Congenital respiratory disorders
The incidence of congenital disorders of the respiratory tract is low and their effects are particularly seen during the first year of life. Congenital disorders can be subdivided into abnormalities of the thorax, specifically the diaphragm (hernia of the diaphragm), the lung (lung sequestration, cystic adenomatoid malformation, bronchogenic cyst, foregut cyst), the blood supply (aberrant vascularisation, double arch of the aorta), the airways (tracheal rings, tracheomalacia, tracheal atresia) and the larynx and oral cavity. Investigation and management of these diseases is usually organised in specialised centres.

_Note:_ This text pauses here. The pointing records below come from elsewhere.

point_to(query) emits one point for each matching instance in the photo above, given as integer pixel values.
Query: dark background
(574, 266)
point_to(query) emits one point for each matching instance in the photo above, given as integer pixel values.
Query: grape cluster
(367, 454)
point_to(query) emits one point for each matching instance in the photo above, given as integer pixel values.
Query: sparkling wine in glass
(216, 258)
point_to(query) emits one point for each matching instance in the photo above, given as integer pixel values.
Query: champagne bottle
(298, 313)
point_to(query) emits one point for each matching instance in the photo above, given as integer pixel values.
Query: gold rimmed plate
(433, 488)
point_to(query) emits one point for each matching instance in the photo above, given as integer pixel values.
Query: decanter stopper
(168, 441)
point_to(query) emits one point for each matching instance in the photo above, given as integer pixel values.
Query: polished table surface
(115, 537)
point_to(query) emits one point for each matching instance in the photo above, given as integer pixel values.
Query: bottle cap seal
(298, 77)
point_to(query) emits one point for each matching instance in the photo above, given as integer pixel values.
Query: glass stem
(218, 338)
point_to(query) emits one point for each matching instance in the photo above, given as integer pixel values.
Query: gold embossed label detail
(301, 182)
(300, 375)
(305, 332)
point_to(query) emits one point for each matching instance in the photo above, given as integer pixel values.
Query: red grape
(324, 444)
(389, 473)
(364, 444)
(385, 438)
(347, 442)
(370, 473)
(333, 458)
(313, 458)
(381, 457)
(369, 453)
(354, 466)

Primary ciliary dyskinesia is an inherited disorder characterised by specific ultrastructural defects of cilia that are associated with impaired ciliary motion and mucociliary clearance. It results in ineffective clearance of mucous secretions and inhaled particles, including bacteria. The disease is characterised by recurrent or persistent rhinitis, sinusitis, otitis media and bronchitis. The predominant pulmonary complication is bronchiectasis (see chapter 15). The incidence of the disease is low and often the diagnosis is difficult to assess. Therefore, both diagnosis and treatment should be organised in experienced centres.
In general, children with congenital respiratory disorders should be admitted to a specialised centre at an early stage as prompt assessment and, if necessary, treatment, are often important in determining survival.